LoqiRoam · 旅日記
角をひとつ余計に曲がる伏見
藤森神社から伏見稲荷、酒蔵街、寺田屋、大手筋商店街へ。歴史と水と生活の音を、寄り道の順番でつないだ。
JR藤森を出た時点では、伏見稲荷へ向かうだけの旅になりそうだった。けれど最初の道で藤森神社に寄ると、駅の近くに武運や季節の記憶が静かに積もっている。そこから朱色の鳥居へ向かい、入口の人波を少し離れて山道の分岐を選んだ。下りてからは酒蔵街へ。白壁と柳の景色はきれいだが、月桂冠大倉記念館の道具を見たあとでは、町全体が今も水と手仕事の続きに見える。寺田屋で物語の速度を落とし、最後は大手筋商店街の声と匂いへ戻った。
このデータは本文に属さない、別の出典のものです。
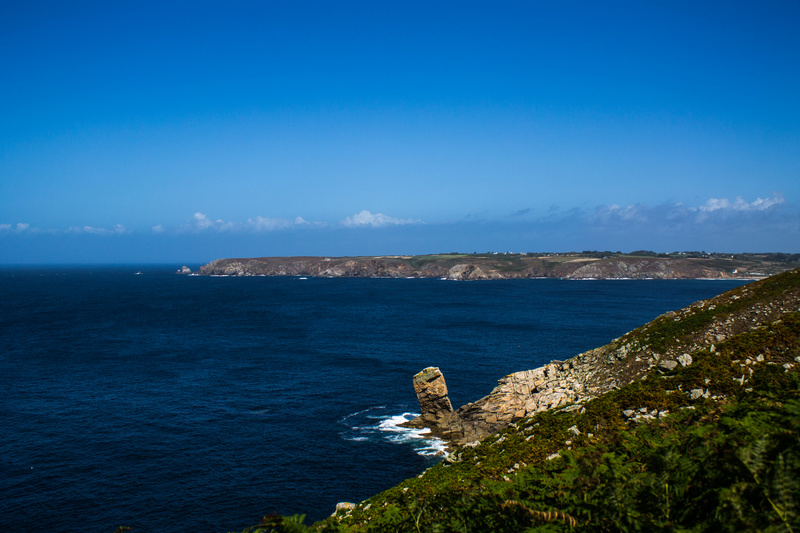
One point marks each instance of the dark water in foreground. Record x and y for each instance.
(173, 403)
名所を線で結んだというより、角を曲がるたびに伏見の別の顔がこちらを向いた一日だった。
この旅の足跡
- 藤森神社は菖蒲の節句や競馬にゆかりがあり、境内の古い空気が駅前の車音を遠ざける。曲がり角を選ぶつもりが、まず勝負事の神に見られている気がした。
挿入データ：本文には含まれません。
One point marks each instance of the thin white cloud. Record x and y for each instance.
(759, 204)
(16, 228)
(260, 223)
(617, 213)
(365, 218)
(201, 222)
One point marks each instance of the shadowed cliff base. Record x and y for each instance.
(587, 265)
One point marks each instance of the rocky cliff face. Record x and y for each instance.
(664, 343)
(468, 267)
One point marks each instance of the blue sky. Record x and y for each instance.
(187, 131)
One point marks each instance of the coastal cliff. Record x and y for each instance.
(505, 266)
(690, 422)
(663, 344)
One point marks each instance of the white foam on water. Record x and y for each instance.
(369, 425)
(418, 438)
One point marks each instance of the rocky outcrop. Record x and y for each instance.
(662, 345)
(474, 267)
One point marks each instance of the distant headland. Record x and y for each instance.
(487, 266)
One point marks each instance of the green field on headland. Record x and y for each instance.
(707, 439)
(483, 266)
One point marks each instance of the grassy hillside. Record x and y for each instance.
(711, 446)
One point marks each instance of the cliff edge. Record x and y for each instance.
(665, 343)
- 伏見稲荷大社の千本鳥居は、同じ赤でも坂を上るほど光が細くなる。入口の混雑だけで帰らず、少し先の分岐で山の匂いを拾うと、名所が急に路地の続きに見えた。
- 伏見の酒蔵街は、白壁と柳だけでなく、地下水が酒造りを支えてきた町だ。看板を追うより蔵の間の短い道を選ぶと、甘い発酵の気配が風に混じった。
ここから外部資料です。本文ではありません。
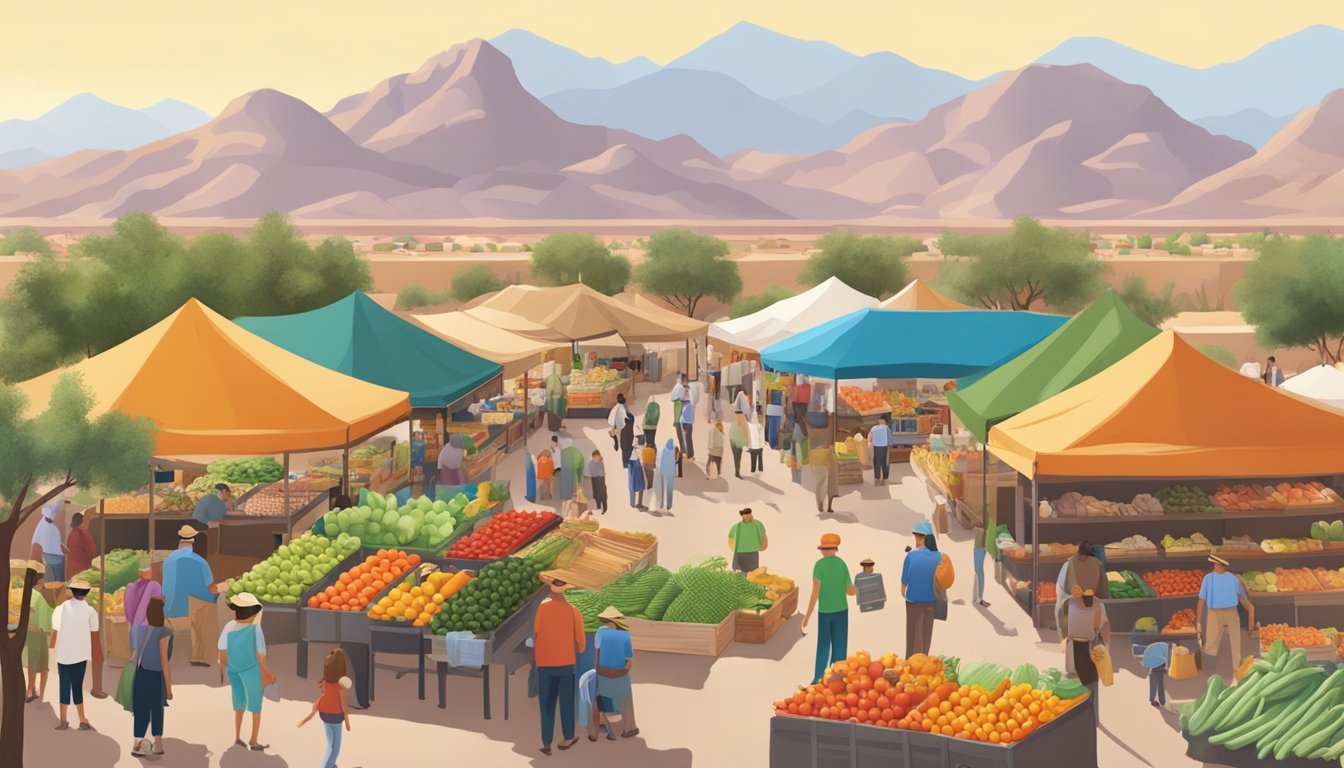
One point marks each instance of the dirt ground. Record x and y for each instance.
(692, 710)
- 月桂冠大倉記念館では、伏見の酒造りの道具と水の話がまとまって見える。展示を見てから外へ出ると、さっきの白壁が飾りではなく、働く町の名残だったと気づいた。
- 寺田屋は坂本龍馬ゆかりの宿として知られるが、建物の前に立つと英雄譚より川沿いの宿場らしい近さが先に来る。史実の細部を確かめたくなり、足が少し止まった。
- 伏見大手筋商店街はアーケードの下に店が連なり、蔵の町の静けさから一転して買い物の声が返ってくる。角ごとに店先の匂いが変わり、旅が生活へ戻っていく。